La transferencia oficial de las tierras se celebró en Novoarjánguelsk, Nuevo Arcángel, la nueva Sitka, donde tropas estadounidenses y rusas se apostaron junto a un mástil del que empezaron a arriar la bandera de Rusia después de la consabida salva de 21 cañonazos.
Georgui Manáyev recogió la siguiente anécdota en su texto “Por qué se vendió Alaska a EEUU”: “La bandera se enredó en la parte superior del mástil. Un marinero que se encaramó a ella la arrojó y por casualidad cayó directamente sobre las bayonetas rusas. ¡Una mala señal!”.
Después de esto –añade el periodista moscovita- los americanos empezaron a requisar los edificios de la ciudad, rebautizada hasta la fecha con el nombre de Sitka: “Varios centenares de rusos, decididos a no aceptar una nueva ciudadanía, fueron obligados a evacuarla y subir a bordo de barcos mercantes, sin poder volver a sus casas hasta pasado un año”.
Casi dos décadas después del descubrimiento de yacimientos auríferos en California en 1849, en Alaska no tardó mucho en llegar la fiebre del oro en Klondike, un “cofre de hielo”, decían los lugareños.

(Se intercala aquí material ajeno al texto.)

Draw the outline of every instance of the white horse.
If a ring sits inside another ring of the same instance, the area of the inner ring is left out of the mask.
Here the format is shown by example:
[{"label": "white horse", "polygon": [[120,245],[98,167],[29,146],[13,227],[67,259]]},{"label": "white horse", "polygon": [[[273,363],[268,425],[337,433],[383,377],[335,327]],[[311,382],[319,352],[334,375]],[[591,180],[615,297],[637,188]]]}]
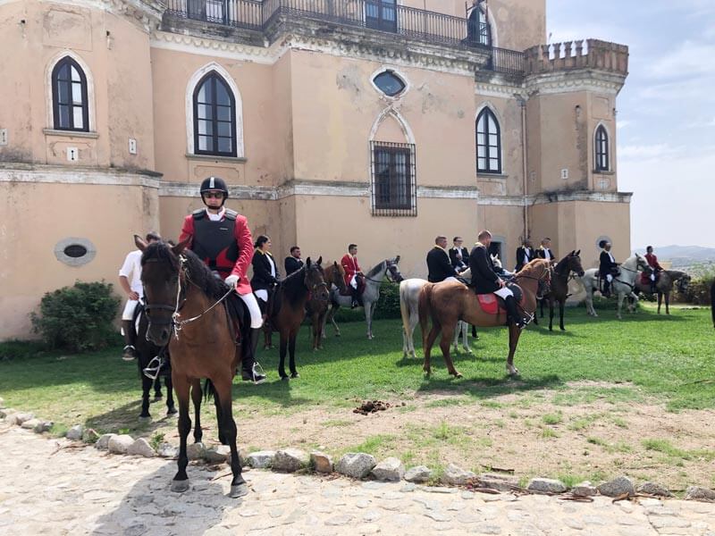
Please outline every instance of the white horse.
[{"label": "white horse", "polygon": [[[388,281],[392,283],[399,283],[402,281],[402,274],[400,273],[398,268],[400,263],[400,255],[393,259],[385,259],[376,266],[371,268],[365,274],[365,292],[363,292],[363,305],[365,309],[365,321],[367,322],[367,339],[373,339],[373,314],[374,308],[377,305],[377,300],[380,298],[380,285],[383,280],[387,276]],[[341,329],[335,322],[335,312],[339,307],[349,307],[352,305],[352,297],[349,296],[342,296],[337,289],[332,289],[330,292],[330,301],[332,306],[328,314],[325,315],[325,323],[328,321],[332,322],[332,327],[335,328],[335,335],[340,337]],[[323,330],[324,332],[324,329]]]},{"label": "white horse", "polygon": [[[620,273],[613,278],[610,287],[613,292],[618,294],[618,320],[621,320],[620,311],[624,298],[627,296],[633,297],[633,303],[628,306],[628,311],[631,313],[635,310],[635,305],[638,303],[638,297],[634,292],[636,278],[639,277],[638,272],[643,271],[649,273],[652,272],[652,269],[648,265],[648,261],[645,260],[645,257],[638,253],[626,259],[619,266],[619,269]],[[596,310],[593,308],[593,292],[600,290],[598,288],[598,268],[586,270],[581,278],[581,282],[586,291],[586,313],[591,316],[598,316]]]}]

Lo mejor para los gobiernos y empresarios mineros fue que, ese frenesí de inmigración en busca de prospecciones del metal, aportó a los estadounidenses cientos de millones de dólares, una pérdida para Rusia y, por supuesto, una lástima para sus desconsolados patriotas.
Por último, en el texto publicado en el periódico “Russia beyond the headlines” el 18 de septiembre de 2015, Manáyev se preguntó: “¿Quién sabe cómo serían las relaciones entre las principales potencias del mundo si Rusia no se hubiera librado en su momento de una región problemática y deficitaria?”.
Y respondió: “De Alaska solamente podían obtener ingresos comerciantes talentosos y audaces; pero de ningún modo oficiales de la Marina como los enviados por el zar para saquear lo que había en aquella última frontera”.